Just about everybody agrees the political landscape has shifted to the point where, while there were once 218 House votes in favor of a reform package, now there are nowhere near that many.

This lack of support is evidenced by the Rube Goldberg-nature of the current efforts to resurrect reform and move it through the Congress. One popular idea is for the House to pass the Senate bill, and then take up a reconciliation package of items to “fix” what’s wrong with the Senate bill.

We are skeptical anything like that happens. Health care reform is unpopular and members are nervous and tired. Moreover, this approach would require House members to “vote on faith” that the Senate would follow-through and adopt the fix. There is rarely a lot of trust between House members and the Senate under normal circumstances, and these are not normal circumstances.

Our expectation is for the hand-wringing to continue for a month or so and then for other pressing items like the jobs bill and the budget to push heath reform aside.

For S corporations, it is hard to regret the demise of this particular reform effort. We have refrained from weighing in on the merits of health care reform — it is a little outside our focus, after all — but the impact of paying for health care reform was clearly going to be a negative.

The House bill would have raised marginal rates on upper-income S corporation shareholders by 5.4 percentage points, while the Senate bill would have increased the Medicare HI tax from 1.45 percent to 2.35 percent — not a direct shot at S corporations, but it would have increased pressure on the IRS and others to change the payroll tax treatment of S corporation income.

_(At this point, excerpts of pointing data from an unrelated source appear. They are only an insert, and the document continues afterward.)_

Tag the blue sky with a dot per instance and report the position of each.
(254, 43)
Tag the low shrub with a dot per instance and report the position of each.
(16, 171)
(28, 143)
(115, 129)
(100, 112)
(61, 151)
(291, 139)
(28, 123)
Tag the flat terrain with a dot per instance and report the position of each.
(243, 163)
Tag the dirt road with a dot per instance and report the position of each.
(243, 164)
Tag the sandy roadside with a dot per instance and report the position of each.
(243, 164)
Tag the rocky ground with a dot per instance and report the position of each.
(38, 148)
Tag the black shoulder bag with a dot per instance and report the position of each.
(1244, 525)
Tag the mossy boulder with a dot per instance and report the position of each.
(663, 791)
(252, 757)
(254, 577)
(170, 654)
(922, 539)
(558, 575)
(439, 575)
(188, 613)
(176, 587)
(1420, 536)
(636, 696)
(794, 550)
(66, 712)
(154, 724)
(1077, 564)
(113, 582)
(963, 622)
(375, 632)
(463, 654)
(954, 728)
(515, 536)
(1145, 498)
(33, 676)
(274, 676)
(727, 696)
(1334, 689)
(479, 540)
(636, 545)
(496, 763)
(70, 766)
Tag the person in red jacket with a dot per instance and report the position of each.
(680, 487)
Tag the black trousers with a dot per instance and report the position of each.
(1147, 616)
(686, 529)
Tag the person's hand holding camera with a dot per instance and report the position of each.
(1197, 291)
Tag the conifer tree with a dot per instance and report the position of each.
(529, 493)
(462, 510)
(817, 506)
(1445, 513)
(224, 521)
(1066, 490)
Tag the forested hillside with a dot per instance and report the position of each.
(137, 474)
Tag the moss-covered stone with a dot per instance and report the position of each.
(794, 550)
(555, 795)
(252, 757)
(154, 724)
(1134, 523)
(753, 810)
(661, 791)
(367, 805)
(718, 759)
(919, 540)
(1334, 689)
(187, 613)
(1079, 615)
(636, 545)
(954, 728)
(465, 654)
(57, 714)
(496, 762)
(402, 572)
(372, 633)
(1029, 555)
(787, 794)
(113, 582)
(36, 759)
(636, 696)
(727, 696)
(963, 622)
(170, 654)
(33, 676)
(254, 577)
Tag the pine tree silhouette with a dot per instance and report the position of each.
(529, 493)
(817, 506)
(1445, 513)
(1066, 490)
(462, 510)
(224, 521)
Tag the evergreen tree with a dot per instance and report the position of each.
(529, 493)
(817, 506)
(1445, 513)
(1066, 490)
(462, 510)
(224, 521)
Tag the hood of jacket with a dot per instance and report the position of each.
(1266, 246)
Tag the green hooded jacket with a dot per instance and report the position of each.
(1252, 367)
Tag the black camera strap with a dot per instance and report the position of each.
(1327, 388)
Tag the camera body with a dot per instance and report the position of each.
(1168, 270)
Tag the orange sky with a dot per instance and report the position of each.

And before talks broke down, House and Senate negotiators were seriously considering tossing out those items and expanding the tax base for payroll taxes to include capital gains, dividends, interest income, and S corporation income instead. As the Los Angeles Times wrote:

Democratic congressional leaders are considering a new strategy to help finance their ambitious healthcare plan — applying the Medicare payroll tax not just to wages but to capital gains, dividends and other forms of unearned income. The idea, discussed Wednesday in a marathon meeting at the White House, could placate labor leaders who bitterly oppose President Obama’s plan to tax high-end insurance policies that cover many union members. It could also help shore up Medicare’s shaky finances, and the burden of the new tax would fall primarily on affluent Americans, not the beleaguered middle class.

It would have fallen on the beleaguered S corporation community, too. Moreover, these increases were going to take place when taxes on S corporations (and other flow-through businesses) already were going up. Current law has the top income tax rate returning to 39.6 percent at the beginning of next year, and we anticipate the President will propose to keep these rate hikes in place, at the very least.

Finally, with health care reform out of the way, taxwriters on the Hill will have time to address some of the many tax items that were pushed aside last year, including tax extenders and a broader tax reform effort. As BNAB noted this morning:

Last December, Rangel told a group of executives that he planned to press his case for tax reform at the conclusion of the health care debate.

It appears health care reform is over, so we expect Congress to refocus on tax policy this year.